Thus the testimony was self-conflicting. The deputy commissioner heard the witnesses in person, and his judgment as to the accuracy and the meaning of their testimony is entitled to great respect. The deputy commissioner may have believed that portion of the testimony which indicated that it was within the discretion of the claimant as to when and where he did the work, viz., that night or in the morning, at home or at the office.

I do not assume to say that under no circumstances involving a choice by an employee to select the time and place of work would he be entitled to compensation.[1] If, in the instant case, the claimant had been injured while at home doing the work, he might be entitled to recover. But he was not thus injured; he was injured while going home; and he is thus, even if he had an option to select that night and home as the time and place to do the work, put back within the general rule above stated, that injuries sustained when going to or returning from work are not deemed to arise out of and in the course of employment. The testimony that the claimant had a discretion as to when and where to do the work, if believed by the deputy commissioner, negatives any special agreement by virtue of which the service might be said to commence as soon as the claimant started for home, within the purview of the ruling in Voehl v. Indemnity Insurance Company.
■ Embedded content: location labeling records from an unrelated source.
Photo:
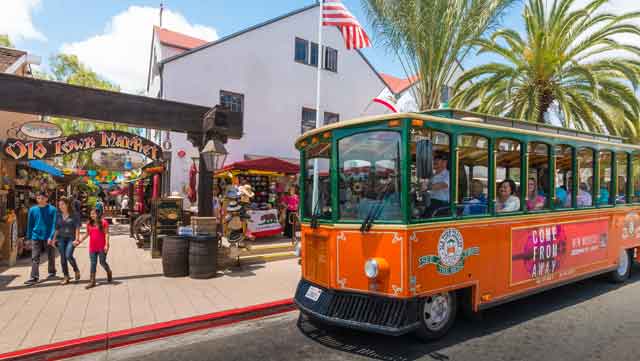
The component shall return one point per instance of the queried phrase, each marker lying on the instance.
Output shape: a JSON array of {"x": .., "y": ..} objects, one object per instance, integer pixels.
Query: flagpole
[{"x": 319, "y": 119}]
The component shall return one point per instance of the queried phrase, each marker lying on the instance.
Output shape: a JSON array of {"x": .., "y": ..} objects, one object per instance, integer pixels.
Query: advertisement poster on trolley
[{"x": 541, "y": 252}]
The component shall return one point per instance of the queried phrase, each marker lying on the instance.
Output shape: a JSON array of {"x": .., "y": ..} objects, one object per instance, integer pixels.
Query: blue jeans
[
  {"x": 94, "y": 261},
  {"x": 65, "y": 248}
]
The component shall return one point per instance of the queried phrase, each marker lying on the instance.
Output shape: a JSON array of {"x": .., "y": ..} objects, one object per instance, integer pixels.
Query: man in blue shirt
[{"x": 40, "y": 230}]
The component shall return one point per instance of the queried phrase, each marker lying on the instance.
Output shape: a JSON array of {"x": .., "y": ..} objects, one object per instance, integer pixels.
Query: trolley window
[
  {"x": 564, "y": 174},
  {"x": 317, "y": 182},
  {"x": 622, "y": 161},
  {"x": 508, "y": 182},
  {"x": 538, "y": 177},
  {"x": 473, "y": 176},
  {"x": 584, "y": 193},
  {"x": 605, "y": 191},
  {"x": 635, "y": 171},
  {"x": 369, "y": 176}
]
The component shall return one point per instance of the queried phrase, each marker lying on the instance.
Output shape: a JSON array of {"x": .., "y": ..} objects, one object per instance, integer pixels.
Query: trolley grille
[{"x": 365, "y": 309}]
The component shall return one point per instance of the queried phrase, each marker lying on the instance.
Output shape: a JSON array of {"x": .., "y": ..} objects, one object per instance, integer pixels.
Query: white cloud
[
  {"x": 15, "y": 20},
  {"x": 121, "y": 52}
]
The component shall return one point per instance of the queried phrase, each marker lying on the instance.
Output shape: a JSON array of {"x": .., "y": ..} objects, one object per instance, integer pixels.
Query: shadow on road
[
  {"x": 6, "y": 279},
  {"x": 406, "y": 348}
]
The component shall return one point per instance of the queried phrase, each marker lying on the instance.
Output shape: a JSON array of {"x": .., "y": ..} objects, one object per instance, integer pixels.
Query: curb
[{"x": 110, "y": 340}]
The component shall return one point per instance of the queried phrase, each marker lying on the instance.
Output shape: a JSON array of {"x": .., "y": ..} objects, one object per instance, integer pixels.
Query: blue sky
[{"x": 68, "y": 24}]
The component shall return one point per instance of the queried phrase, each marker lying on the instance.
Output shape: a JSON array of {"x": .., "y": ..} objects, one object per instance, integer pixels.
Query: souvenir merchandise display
[{"x": 260, "y": 186}]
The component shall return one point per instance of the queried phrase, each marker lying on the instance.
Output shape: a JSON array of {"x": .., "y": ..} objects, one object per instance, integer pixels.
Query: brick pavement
[{"x": 49, "y": 312}]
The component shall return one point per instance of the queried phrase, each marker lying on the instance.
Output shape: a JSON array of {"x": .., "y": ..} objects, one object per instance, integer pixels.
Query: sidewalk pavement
[{"x": 139, "y": 295}]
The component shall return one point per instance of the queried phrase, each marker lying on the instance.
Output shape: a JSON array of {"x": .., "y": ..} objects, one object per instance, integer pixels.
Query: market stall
[{"x": 269, "y": 178}]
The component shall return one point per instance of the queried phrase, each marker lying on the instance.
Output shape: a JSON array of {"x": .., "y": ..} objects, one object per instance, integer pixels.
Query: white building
[{"x": 269, "y": 73}]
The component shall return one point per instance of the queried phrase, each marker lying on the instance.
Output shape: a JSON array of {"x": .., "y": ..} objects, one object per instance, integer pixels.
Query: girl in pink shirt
[
  {"x": 291, "y": 201},
  {"x": 98, "y": 234}
]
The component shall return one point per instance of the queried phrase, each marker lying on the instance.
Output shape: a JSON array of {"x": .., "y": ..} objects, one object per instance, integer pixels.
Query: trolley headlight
[
  {"x": 375, "y": 267},
  {"x": 371, "y": 268}
]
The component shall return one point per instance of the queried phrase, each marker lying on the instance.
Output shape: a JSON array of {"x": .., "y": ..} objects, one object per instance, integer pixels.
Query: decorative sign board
[
  {"x": 41, "y": 149},
  {"x": 118, "y": 159}
]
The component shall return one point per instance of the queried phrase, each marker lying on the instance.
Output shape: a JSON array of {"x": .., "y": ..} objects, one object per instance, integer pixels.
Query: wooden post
[{"x": 205, "y": 191}]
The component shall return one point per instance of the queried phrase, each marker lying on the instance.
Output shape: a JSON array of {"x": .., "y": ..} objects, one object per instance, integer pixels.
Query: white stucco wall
[{"x": 260, "y": 65}]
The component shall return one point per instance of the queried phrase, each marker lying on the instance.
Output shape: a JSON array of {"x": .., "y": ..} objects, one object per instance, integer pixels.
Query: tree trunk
[{"x": 545, "y": 100}]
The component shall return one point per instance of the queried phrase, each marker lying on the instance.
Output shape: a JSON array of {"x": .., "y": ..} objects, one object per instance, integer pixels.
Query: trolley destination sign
[{"x": 19, "y": 149}]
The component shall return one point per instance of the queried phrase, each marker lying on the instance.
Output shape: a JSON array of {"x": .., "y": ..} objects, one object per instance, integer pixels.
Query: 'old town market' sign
[{"x": 41, "y": 149}]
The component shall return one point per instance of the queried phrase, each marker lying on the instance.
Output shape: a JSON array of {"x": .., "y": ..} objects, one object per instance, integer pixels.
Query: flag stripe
[{"x": 334, "y": 13}]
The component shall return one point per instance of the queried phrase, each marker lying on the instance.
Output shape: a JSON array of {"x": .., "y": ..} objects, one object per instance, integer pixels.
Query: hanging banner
[
  {"x": 105, "y": 139},
  {"x": 543, "y": 252}
]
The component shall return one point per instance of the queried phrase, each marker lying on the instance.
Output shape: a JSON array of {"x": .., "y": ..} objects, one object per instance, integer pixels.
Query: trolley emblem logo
[{"x": 451, "y": 253}]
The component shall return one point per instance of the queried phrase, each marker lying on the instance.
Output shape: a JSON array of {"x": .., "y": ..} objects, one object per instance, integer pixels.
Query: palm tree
[
  {"x": 432, "y": 37},
  {"x": 570, "y": 58}
]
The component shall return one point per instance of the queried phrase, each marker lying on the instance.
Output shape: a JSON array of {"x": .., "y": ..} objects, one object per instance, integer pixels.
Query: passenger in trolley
[{"x": 507, "y": 200}]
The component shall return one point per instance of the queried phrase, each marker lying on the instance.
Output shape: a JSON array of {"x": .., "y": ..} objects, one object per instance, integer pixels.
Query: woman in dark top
[{"x": 67, "y": 231}]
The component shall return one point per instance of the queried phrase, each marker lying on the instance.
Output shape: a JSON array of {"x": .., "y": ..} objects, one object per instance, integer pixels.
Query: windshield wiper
[
  {"x": 315, "y": 214},
  {"x": 376, "y": 211}
]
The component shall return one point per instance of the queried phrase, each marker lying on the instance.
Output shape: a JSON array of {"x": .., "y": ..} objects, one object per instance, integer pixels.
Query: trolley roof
[{"x": 478, "y": 120}]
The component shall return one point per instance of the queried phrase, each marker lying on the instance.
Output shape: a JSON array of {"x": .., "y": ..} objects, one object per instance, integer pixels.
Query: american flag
[{"x": 334, "y": 13}]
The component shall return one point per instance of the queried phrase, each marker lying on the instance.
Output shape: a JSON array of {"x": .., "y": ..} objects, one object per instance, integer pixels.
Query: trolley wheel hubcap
[
  {"x": 437, "y": 310},
  {"x": 623, "y": 263}
]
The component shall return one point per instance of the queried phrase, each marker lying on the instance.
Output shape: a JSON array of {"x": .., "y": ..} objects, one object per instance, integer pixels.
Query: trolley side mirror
[{"x": 424, "y": 159}]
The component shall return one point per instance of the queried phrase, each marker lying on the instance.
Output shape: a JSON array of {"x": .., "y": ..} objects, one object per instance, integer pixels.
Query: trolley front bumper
[{"x": 372, "y": 313}]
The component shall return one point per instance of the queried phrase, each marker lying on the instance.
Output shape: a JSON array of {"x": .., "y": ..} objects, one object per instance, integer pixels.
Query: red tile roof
[
  {"x": 269, "y": 164},
  {"x": 398, "y": 85},
  {"x": 178, "y": 40}
]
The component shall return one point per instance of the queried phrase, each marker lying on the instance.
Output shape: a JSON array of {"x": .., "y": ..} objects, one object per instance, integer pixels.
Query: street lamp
[{"x": 214, "y": 155}]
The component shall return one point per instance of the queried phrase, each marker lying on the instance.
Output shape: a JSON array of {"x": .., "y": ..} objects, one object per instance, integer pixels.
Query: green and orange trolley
[{"x": 394, "y": 241}]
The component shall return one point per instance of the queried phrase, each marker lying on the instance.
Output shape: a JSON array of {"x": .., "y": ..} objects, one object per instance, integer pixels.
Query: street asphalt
[{"x": 588, "y": 320}]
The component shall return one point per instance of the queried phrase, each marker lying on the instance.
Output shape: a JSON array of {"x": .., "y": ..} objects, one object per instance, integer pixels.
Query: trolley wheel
[
  {"x": 621, "y": 273},
  {"x": 313, "y": 321},
  {"x": 437, "y": 315}
]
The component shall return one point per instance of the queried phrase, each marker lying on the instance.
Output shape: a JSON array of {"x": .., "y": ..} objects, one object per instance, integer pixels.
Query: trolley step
[{"x": 264, "y": 258}]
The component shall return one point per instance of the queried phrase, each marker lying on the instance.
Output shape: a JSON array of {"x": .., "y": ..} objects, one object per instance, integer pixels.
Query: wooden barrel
[
  {"x": 203, "y": 257},
  {"x": 175, "y": 257}
]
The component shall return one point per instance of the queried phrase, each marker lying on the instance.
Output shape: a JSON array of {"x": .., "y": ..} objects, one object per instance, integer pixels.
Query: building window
[
  {"x": 331, "y": 59},
  {"x": 308, "y": 120},
  {"x": 331, "y": 118},
  {"x": 302, "y": 50},
  {"x": 313, "y": 56},
  {"x": 232, "y": 101}
]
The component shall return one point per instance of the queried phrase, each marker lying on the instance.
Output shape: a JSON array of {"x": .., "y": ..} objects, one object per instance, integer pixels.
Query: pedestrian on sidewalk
[
  {"x": 291, "y": 201},
  {"x": 98, "y": 234},
  {"x": 40, "y": 231},
  {"x": 67, "y": 231}
]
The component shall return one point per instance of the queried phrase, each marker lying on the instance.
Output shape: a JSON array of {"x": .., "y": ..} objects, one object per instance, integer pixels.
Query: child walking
[{"x": 98, "y": 234}]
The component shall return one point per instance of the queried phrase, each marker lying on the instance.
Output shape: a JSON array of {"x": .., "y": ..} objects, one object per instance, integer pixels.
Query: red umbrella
[
  {"x": 139, "y": 205},
  {"x": 193, "y": 175},
  {"x": 156, "y": 186}
]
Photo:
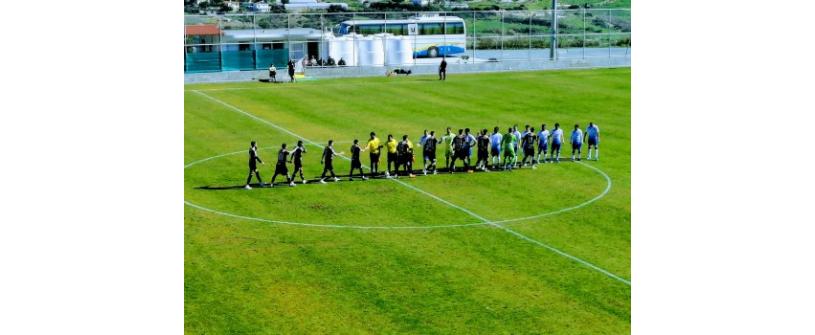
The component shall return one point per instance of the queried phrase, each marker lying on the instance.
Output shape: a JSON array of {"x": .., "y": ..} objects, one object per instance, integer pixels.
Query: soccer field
[{"x": 527, "y": 251}]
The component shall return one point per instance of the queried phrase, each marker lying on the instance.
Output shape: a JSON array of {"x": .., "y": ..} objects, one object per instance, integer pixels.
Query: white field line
[
  {"x": 469, "y": 212},
  {"x": 605, "y": 191},
  {"x": 320, "y": 225}
]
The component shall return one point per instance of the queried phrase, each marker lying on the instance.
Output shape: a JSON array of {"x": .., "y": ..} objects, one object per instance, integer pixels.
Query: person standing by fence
[{"x": 443, "y": 68}]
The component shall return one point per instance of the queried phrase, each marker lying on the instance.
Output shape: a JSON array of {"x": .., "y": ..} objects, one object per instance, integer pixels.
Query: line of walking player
[{"x": 493, "y": 152}]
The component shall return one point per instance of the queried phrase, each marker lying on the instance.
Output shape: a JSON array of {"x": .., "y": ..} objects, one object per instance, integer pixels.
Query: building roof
[{"x": 202, "y": 29}]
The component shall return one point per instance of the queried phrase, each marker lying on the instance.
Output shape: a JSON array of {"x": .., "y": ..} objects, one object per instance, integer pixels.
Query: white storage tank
[
  {"x": 343, "y": 48},
  {"x": 371, "y": 51},
  {"x": 399, "y": 51}
]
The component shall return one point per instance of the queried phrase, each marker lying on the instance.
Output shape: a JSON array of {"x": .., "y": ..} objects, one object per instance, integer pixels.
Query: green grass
[{"x": 252, "y": 277}]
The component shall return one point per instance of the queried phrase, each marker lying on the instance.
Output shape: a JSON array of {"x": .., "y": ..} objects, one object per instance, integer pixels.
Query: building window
[
  {"x": 430, "y": 29},
  {"x": 454, "y": 28}
]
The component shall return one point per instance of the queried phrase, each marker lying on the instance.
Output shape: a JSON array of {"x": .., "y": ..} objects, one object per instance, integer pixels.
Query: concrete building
[{"x": 299, "y": 5}]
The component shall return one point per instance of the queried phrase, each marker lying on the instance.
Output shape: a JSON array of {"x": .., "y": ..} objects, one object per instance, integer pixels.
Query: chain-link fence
[{"x": 400, "y": 39}]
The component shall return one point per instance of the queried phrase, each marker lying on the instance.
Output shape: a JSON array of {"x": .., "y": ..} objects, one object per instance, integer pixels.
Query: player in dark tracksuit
[
  {"x": 355, "y": 162},
  {"x": 291, "y": 70},
  {"x": 429, "y": 152},
  {"x": 281, "y": 168},
  {"x": 328, "y": 160},
  {"x": 460, "y": 148},
  {"x": 529, "y": 147},
  {"x": 443, "y": 68},
  {"x": 253, "y": 168},
  {"x": 297, "y": 158},
  {"x": 483, "y": 150}
]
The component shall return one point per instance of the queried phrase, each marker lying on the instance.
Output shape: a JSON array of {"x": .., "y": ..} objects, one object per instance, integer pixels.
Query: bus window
[
  {"x": 369, "y": 29},
  {"x": 430, "y": 29},
  {"x": 344, "y": 29},
  {"x": 397, "y": 29},
  {"x": 454, "y": 28}
]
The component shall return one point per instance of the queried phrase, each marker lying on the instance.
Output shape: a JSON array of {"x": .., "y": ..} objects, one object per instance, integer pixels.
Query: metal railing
[{"x": 254, "y": 41}]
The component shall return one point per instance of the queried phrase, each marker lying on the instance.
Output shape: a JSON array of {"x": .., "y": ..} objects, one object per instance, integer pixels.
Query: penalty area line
[{"x": 437, "y": 198}]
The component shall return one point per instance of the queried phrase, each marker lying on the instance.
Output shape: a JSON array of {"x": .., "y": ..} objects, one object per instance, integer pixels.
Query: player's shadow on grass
[{"x": 343, "y": 178}]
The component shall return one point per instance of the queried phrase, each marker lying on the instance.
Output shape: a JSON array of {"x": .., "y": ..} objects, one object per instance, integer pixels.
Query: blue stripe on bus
[{"x": 444, "y": 50}]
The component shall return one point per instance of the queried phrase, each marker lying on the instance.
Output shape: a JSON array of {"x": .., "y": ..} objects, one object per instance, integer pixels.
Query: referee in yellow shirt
[
  {"x": 373, "y": 146},
  {"x": 391, "y": 144}
]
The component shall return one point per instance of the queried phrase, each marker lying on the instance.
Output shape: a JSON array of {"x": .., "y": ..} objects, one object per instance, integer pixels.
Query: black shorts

It is further to be noted that, apart from what has been said above, the evidence in the record that by the original contract of employment the claimant's working district was listed as Washington, D. C., and that a questionnaire signed by the claimant listed his district as Washington, D. C., may be said to support the finding of the deputy commissioner "* * * that the injury occurred in the State of Maryland, outside of his place of employment."

NOTES

[1] If, for example, a machinist were told by his employer that he might do certain repair work any day in the week and at any machine shop he might select, and the machinist, selecting a particular day within the week and a particular shop, was injured while doing the repair work at that shop, he might well be entitled to compensation.